The plight of the Aboriginal person in the Northern Territory legal system is truly awful. That goes not only for Aboriginal people facing criminal charges, but those who are victims of crime as well.

A 53 year old white male, Shane Elward, was in Darwin Magistrates Court yesterday as a result of an incident last year in a car park when he hit an Aboriginal woman who was lying on the ground. He got out of the car and, apparently, after being told by a witness that the woman was drunk and would be okay, went into a nearby entertainment venue. Elward was drinking at the bar when another woman came into the club and requested help, because the women he struck was dying.

The prosecution had planned to charge Elward with a range of serious charges, but withdrew them, and Magistrate Dick Wallace handed down a $400 fine for failing to drive with due care, but did not take Elward’s license.

Wallace, according to media reports this morning, essentially said that it’s common in the Territory for drivers to run over Aboriginal people lying on the road or in car parks, because they are hard to see.

“It’s clearly the case that an Aboriginal person in the dark on the bitumen or other places is extremely hard to see,” he said. “It’s easy to imagine how such an accident could happen,” Wallace said.

The decision is troubling on a number of fronts.

Firstly, the perception among some lawyers and human rights activists that the NT justice system is a “white person’s system” is reinforced by what appears to be lenient treatment of the defendant in this case. Even though the defendant is no doubt mortified by what happened, and had absolutely no intention of harming the victim, the reality is that this accident caused a death and the courts generally will impose a penalty that accords with that sad fact. A $400 fine is the sort of penalty one would get for a road accident in which no one was injured.

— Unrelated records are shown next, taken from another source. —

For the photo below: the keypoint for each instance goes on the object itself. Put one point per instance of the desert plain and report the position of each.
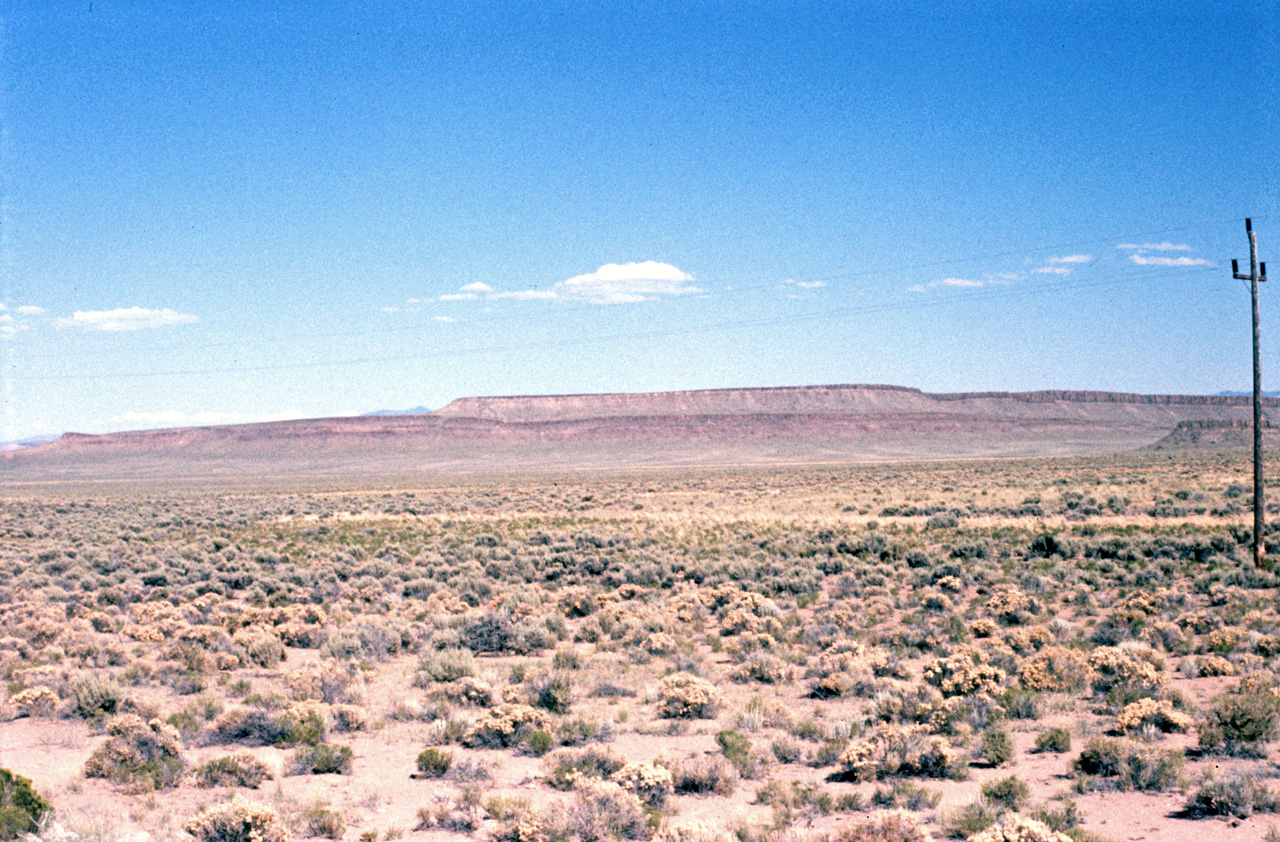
(1051, 648)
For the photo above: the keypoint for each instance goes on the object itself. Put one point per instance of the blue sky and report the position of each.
(241, 211)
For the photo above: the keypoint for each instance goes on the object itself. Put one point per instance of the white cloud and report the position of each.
(1165, 246)
(126, 319)
(1144, 260)
(179, 419)
(627, 283)
(526, 294)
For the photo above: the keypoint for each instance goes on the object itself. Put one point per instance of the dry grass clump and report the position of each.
(1151, 713)
(965, 672)
(238, 822)
(685, 696)
(901, 750)
(1019, 828)
(240, 769)
(146, 754)
(886, 826)
(1056, 669)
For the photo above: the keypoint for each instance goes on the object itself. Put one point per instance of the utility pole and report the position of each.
(1255, 277)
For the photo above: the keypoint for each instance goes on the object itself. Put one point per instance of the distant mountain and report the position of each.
(387, 412)
(22, 444)
(837, 424)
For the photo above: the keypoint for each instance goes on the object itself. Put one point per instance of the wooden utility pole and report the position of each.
(1255, 277)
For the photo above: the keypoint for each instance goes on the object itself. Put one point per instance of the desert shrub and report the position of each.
(764, 668)
(433, 763)
(504, 726)
(737, 750)
(497, 632)
(905, 795)
(1055, 669)
(240, 769)
(570, 765)
(538, 741)
(96, 695)
(900, 750)
(652, 783)
(1237, 795)
(1057, 740)
(1240, 722)
(238, 822)
(972, 819)
(1011, 792)
(1019, 828)
(325, 823)
(448, 664)
(146, 754)
(263, 649)
(1101, 756)
(321, 759)
(552, 692)
(1119, 671)
(21, 808)
(1152, 713)
(604, 811)
(606, 690)
(997, 746)
(704, 774)
(1128, 767)
(35, 701)
(685, 696)
(964, 673)
(888, 826)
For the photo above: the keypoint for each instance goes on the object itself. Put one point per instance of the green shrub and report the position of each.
(737, 750)
(1128, 767)
(553, 692)
(448, 664)
(433, 763)
(972, 819)
(238, 822)
(997, 746)
(1237, 795)
(538, 741)
(1240, 722)
(145, 754)
(21, 806)
(96, 695)
(905, 795)
(571, 764)
(321, 759)
(1010, 794)
(240, 769)
(1101, 756)
(324, 823)
(1056, 740)
(704, 774)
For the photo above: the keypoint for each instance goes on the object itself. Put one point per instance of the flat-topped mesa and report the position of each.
(856, 399)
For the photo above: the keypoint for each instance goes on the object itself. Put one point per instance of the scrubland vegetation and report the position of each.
(961, 650)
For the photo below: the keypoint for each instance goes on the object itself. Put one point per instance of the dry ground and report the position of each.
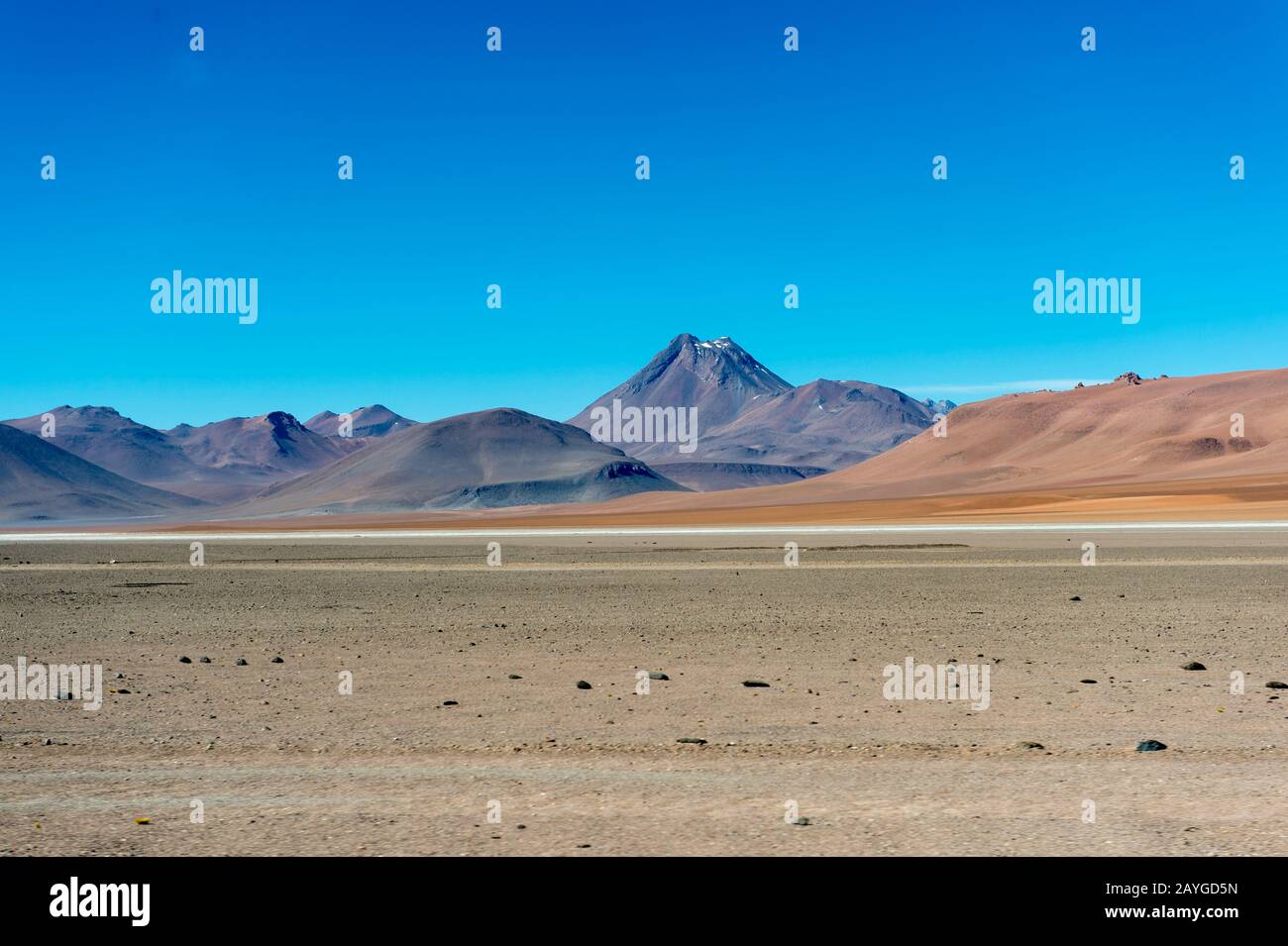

Secondly, if an Aboriginal person ran over a white victim lying drunk on the ground, would the prosecutors’ and police have been prepared to agree to withdraw serious charges such as recklessly causing injury? Would a court describe it as simply “bad luck”, as was the case here?

And what about the conduct of the witness who told the defendant that he did not have to stop and help the victim because she was drunk and would be okay? Does this not suggest that that the human life of Aboriginal Territorians is worth less than that of white people?

Oh, and where are all the victims’ rights advocates this morning? Why aren’t they hitting the airwaves and the newspapers with outraged commentary about the leniency of the sentence in this case? Is it because the victim is an Aboriginal woman in the Northern Territory? You bet it is. How sad.